Die achte Runde der Landesliga brachte mehrere klare Resultate sowie einige enge Mannschaftskämpfe. Neben einem sehr deutlichen Erfolg stachen auch zwei knappe 4½:3½-Entscheidungen hervor.

Bärnbach – SV Gamlitz 3½ : 4½

Gamlitz setzte sich auswärts mit drei gewonnenen Partien knapp durch. Zwei Partien wurden von den Gastgebern gewonnen, drei Begegnungen endeten remis. Für Gamlitz punkteten Herbert Benda, Harald Leisenberger und Kevin Leitner, während Bärnbach durch David Schernthaner und Tim Schernthaner volle Zähler erzielte.

Schachfreunde Graz – VKM-Postsportverein 7½ : ½

Die Schachfreunde Graz feierten einen klaren Heimsieg. Sieben Partien wurden gewonnen, lediglich am Spitzenbrett endete die Begegnung zwischen FM Andras Dankhazi und FM Matija Ostovic remis. Alle übrigen Bretter gingen an die Gastgeber.

Leoben – Grazer Schachgesellschaft 4 : 4

Der Mannschaftskampf endete ausgeglichen. Sechs Partien wurden remis gespielt, jeweils ein Sieg ging an beide Teams. Für die Grazer Schachgesellschaft gewann Christian Schwarz, für Leoben war Lena Antenreiter erfolgreich.

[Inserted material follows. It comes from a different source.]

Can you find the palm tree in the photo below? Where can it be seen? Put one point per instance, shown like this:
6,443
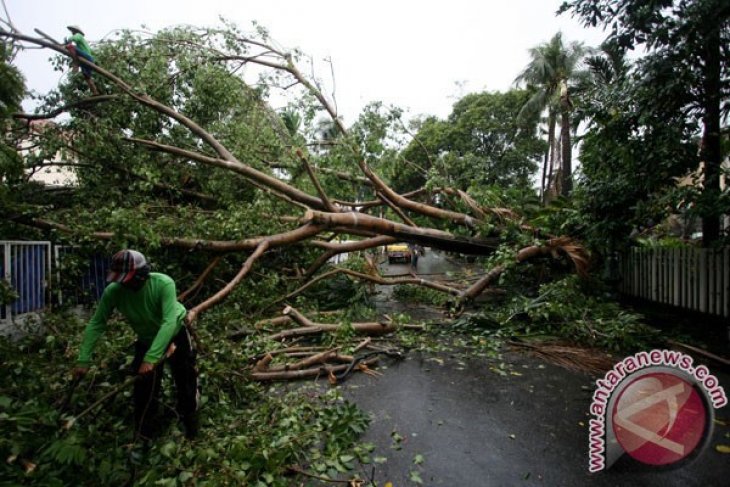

Styria TU Graz – SC Pinggau-Friedberg 1½ : 6½

Pinggau-Friedberg entschied die Begegnung deutlich für sich. Sechs volle Punkte und ein Remis standen am Ende zu Buche. Die einzigen Zähler für Styria TU Graz erzielten David Kozomara (Remis) und Siegfried Rohler (Sieg).

Spg. Feldbach-Kirchberg – Spg. Fürstenfeld-Hartberg 3 : 5

Fürstenfeld-Hartberg gewann auswärts mit fünf Einzelerfolgen. Neben dem Sieg von FM Julian Leitgeb punkteten unter anderem Manuel Eibinger und Marc Tschirch voll. Feldbach-Kirchberg erreichte einen Sieg und vier Remis.

Trofaiach – Söchau 4½ : 3½

Trofaiach setzte sich knapp durch. Drei Siege bei zwei Remis standen zwei Erfolgen für Söchau gegenüber. Neben Jonathan Steinwidder und Richard Reichhütter punktete auch Markus Schmücker.

Tabelle

Die Schachgesellschaft verliert mit dem Remis den Anschluss and die Spitzengruppe, bestehend aus der immer noch führenden Spg. Fürstenfeld-Hartberg und dem SC Pinggau-Friedberg, kann jedoch den dritten Platz halten. Dicht gefolgt von Trofaiach und den Schachfreunden, die beide auf die Schachgesellschaft aufholen konnten.
Den Schluss der Tabelle bilden Söchau und der Postsportverein mit jeweils drei Mannschaftspunkten.

Zumindest an der Spitze steht mit noch drei offenen Runden nichts fest, und sollte Pinggau-Friedberg weiterhin punkten, so wird die Entscheidung erst in der letzten Runde fallen.